La so­cia­bi­li­té bâ­tie

Editorial du 11/2016

Publikationsdatum
24-05-2016
Revision
26-05-2016

Ce numéro regroupe deux sujets distincts, sans lien apparent : un dossier de Stéphanie Sonnette sur le regain d’intérêt pour les coopératives d’habitants en Suisse romande, et un texte, inédit en langue française, de Xavier de la Salle, pionnier des aires de jeux créatives dans les années 1960. Son texte, publié dans son intégralité, est tiré du catalogue de l’exposition The Playground Project qui vient de se terminer à Zurich. 

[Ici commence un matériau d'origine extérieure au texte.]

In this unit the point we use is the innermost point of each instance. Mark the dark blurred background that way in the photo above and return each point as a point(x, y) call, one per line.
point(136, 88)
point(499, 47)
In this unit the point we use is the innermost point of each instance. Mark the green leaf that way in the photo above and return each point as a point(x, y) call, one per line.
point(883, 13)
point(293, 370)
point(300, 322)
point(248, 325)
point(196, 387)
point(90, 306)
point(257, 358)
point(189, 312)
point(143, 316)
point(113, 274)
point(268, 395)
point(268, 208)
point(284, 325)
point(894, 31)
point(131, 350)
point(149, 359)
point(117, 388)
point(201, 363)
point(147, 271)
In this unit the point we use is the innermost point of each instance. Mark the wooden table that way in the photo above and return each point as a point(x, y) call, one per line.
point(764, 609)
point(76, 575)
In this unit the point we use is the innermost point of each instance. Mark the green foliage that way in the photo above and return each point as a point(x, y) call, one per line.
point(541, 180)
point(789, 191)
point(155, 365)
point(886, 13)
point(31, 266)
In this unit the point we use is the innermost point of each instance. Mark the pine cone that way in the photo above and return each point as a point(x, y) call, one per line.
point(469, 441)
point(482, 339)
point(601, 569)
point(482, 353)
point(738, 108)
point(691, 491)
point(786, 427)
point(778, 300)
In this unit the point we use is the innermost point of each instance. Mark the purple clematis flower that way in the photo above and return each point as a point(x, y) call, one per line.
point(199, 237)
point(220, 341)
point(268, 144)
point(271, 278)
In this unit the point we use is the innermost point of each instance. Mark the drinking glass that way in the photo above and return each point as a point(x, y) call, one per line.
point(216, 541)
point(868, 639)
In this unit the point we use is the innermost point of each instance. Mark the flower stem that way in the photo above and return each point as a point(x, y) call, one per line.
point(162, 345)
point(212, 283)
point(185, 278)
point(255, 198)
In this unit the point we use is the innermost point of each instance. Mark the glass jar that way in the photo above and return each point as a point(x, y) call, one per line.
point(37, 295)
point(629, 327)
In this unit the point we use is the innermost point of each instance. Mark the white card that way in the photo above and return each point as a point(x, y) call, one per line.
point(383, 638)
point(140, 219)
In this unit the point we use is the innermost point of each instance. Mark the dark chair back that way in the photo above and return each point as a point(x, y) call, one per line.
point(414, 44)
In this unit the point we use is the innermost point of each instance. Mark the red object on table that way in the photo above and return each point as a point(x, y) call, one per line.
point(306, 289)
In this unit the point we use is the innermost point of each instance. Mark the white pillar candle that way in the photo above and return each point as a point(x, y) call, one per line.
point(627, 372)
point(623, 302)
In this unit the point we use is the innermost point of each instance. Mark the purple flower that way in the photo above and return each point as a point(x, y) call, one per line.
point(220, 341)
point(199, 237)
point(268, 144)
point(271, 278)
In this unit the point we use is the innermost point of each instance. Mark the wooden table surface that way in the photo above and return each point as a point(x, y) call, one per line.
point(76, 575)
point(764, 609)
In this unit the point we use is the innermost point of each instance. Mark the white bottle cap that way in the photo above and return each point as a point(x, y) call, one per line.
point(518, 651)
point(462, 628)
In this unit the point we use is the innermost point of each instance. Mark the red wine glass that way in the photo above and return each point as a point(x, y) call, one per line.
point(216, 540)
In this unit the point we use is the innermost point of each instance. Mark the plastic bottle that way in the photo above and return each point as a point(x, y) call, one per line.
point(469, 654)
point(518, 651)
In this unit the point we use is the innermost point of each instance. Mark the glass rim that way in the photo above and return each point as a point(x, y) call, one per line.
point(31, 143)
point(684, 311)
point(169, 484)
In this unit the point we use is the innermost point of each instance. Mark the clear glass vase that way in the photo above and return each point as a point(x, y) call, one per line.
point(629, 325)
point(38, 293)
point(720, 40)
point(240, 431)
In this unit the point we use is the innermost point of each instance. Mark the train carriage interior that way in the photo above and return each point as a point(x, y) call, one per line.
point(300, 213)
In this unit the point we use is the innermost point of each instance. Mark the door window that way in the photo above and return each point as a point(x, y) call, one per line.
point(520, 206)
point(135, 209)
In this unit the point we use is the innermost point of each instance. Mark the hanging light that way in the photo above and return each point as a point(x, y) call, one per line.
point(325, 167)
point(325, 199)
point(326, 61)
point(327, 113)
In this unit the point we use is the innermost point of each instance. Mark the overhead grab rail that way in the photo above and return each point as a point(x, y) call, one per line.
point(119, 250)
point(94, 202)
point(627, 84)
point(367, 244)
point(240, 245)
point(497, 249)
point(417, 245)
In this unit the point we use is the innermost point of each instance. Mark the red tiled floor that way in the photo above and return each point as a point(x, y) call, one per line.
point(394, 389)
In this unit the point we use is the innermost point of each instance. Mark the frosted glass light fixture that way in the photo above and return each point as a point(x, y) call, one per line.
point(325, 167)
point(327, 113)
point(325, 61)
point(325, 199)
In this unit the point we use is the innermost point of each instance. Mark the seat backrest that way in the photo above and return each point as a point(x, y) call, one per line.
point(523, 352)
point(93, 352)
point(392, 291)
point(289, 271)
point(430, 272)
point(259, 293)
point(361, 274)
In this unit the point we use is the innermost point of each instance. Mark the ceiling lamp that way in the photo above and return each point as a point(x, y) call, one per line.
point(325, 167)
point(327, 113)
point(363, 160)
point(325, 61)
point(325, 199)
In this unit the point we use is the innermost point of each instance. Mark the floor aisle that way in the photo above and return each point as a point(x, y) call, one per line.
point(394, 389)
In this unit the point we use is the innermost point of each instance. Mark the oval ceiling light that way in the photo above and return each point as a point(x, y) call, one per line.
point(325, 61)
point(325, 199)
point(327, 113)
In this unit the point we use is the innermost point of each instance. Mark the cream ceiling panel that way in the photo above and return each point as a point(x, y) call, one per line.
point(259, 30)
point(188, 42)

On pourrait se demander quelle est la signification de ce nouvel engouement pour les coopératives d’habitants. Pourquoi, à l’heure de la démultiplication des réseaux sociaux numériques, à l’heure des communautés d’amis perpétuellement reliés par leurs appareils cellulaires, à l’heure où des sondages confirment qu’un jeune sur deux dort avec son smartphone à portée de main, ceux qui manifestent le besoin d’édifier leur sociabilité ailleurs que sur les réseaux virtuels sont de plus en plus nombreux? 

Dans l’absolu, les coopératives d’habitants ne sont autre chose que des sociabilités inscrites dans la pierre. Des amitiés, des parentés et d’autres affinités qui conditionnement la forme de l’habitat et, à partir d’un certain point, la forme de la ville. A 224 km de Zurich, nous sommes bien placés pour le savoir: les coopératives redessinent une ville plus ouverte, plus accueillante et plus conviviale pour tous, même ceux qui n’y résident pas. Au lieu de chercher à privatiser l’espace public, elles rendent public l’espace privé. 

C’est sur ce point que le thème des coopératives rejoint celui des aires de jeux. Car, là aussi, le clivage entre activités privée et publique s’avère déterminant. Le jeu privé est celui que pratiquent les enfants dans leur chambre devant un écran. Le jeu public est celui qu’ils pratiquent à plusieurs, de préférence dehors, avec ou sans surveillance. 

Aujourd’hui, résister au tout numérique, aux interfaces qui happent les enfants dès le plus jeune âge, se révèle un enjeu de premier ordre, certains diront même vital pour l’avenir. Le deuxième dossier de ce numéro permet donc de mesurer à quel point la façon dont jouent nos enfants préfigure la ville qu’ils habiteront. 

Sans alarmisme et sans fausse détresse, il est bon de prendre la mesure de la ­tendance qui se dessine. La déferlante numérique dans ce domaine est en train de modifier la sociabilité des plus jeunes, à un tel point que l’aire de jeux commence à revêtir une aura nostalgique.

Cette évolution devrait, sinon nous avertir, au moins être sérieusement prise en compte. 

Non pour revenir en arrière, encore moins pour freiner le progrès, mais pour chercher et trouver des nouvelles formes d’occupation de l’espace public par les enfants.